Aside from Skarsgård's genuinely unsettling performance and a remarkable sense of time and place, the film's greatest asset is how quickly it gets down to business, letting the smaller details pour out as this situation escalates. From the start, there's something off enough about this guy that the pressure's on to give him what he wants, or at least make him think he's getting it. It's also intriguing to watch these opening office scenes with the knowledge that Tony would have been immediately tackled at the front door if this occurred today. But it's the 70's, establishing him as just another irritated client on a Tuesday. 

Viewed through a pre-9/11 lens with no security cams, it's easier to see how Tony pulls this off, his unusual shotgun contraption throwing off authorities as they proceed with heightened caution. All of this gives Tony time to lay out his terms and milk the public's attention while a terrified Richard suffers through the ordeal, his life potentially ending with one sudden move in the wrong direction. 

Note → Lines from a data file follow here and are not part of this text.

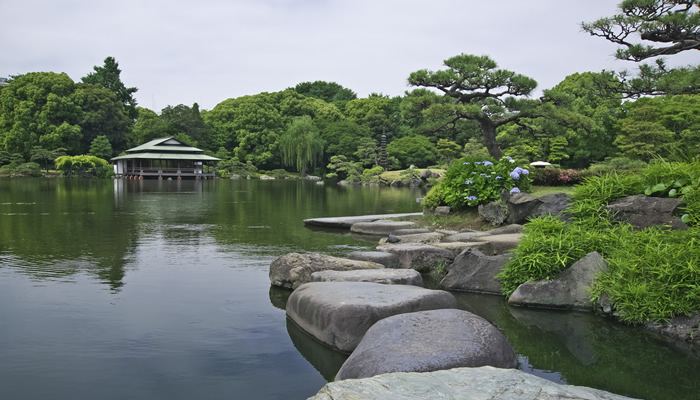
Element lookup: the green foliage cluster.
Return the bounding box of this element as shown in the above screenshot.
[56,155,112,178]
[588,157,647,173]
[530,167,592,186]
[440,157,531,210]
[496,163,700,323]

Montgomery's performance conveys a thinly layered sense of guilt that Richard and his father really screwed this man out of his cash since that's what this company does. Pacino's big scene as M.L. confirms just how little respect he has for his own son, who's essentially a subservient hatchet man. Even with Richard's life on the line, the elder Hall proves too stubborn and entitled to give an inch, frustrating both Tony and the FBI. Pacino's subtle here, never hamming it up as his character comes across completely unaffected and incapable of relinquishing control. 

While Van Sant gets a little heavy handed as he flashes back and forth between TV broadcast recreations and the actual action, tension remains at a fever pitch throughout, delivered in a style intentionally reminiscent of Pacino's Serpico and Dog Day Afternoon. A menacing, unhinged Skarsgård exudes false bravado as the walls close in on Tony, who still plans to walk away scot-free. Domingo also impresses with a nuanced, charismatic turn as the radio DJ caught in the middle of these volatile negotiations. As the only person Tony trusts, if not flat-out idolizes, you'd think using him as a liaison would give the FBI an advantage. And for a while, it does.  

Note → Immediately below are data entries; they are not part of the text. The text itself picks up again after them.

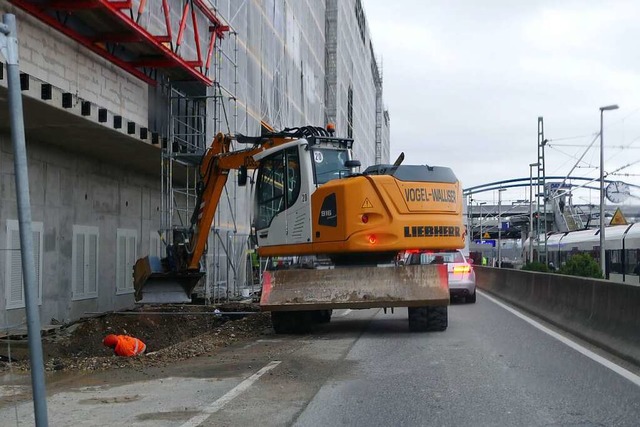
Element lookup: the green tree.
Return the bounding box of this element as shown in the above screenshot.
[522,261,549,273]
[558,254,603,279]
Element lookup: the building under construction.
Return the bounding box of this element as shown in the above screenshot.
[0,0,389,330]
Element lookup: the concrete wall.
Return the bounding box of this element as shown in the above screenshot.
[325,0,389,169]
[0,134,160,325]
[0,0,148,126]
[474,266,640,363]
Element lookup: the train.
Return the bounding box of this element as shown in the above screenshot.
[522,223,640,284]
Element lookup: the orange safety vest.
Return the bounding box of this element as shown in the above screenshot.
[114,335,147,357]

Logic dictates Tony can't get away with this, but his belief he will is what makes him dangerous. The closing title cards revealing the fates of those involved are legitimately surprising, as is the real news footage that appears over the credits. But by depicting the genesis of similar events we'll see play out over the following decades, Dead Man's Wire shows just how easily criminals become celebrities. And while they continue to bask in that adulation and exposure, it still still says as much about us as them.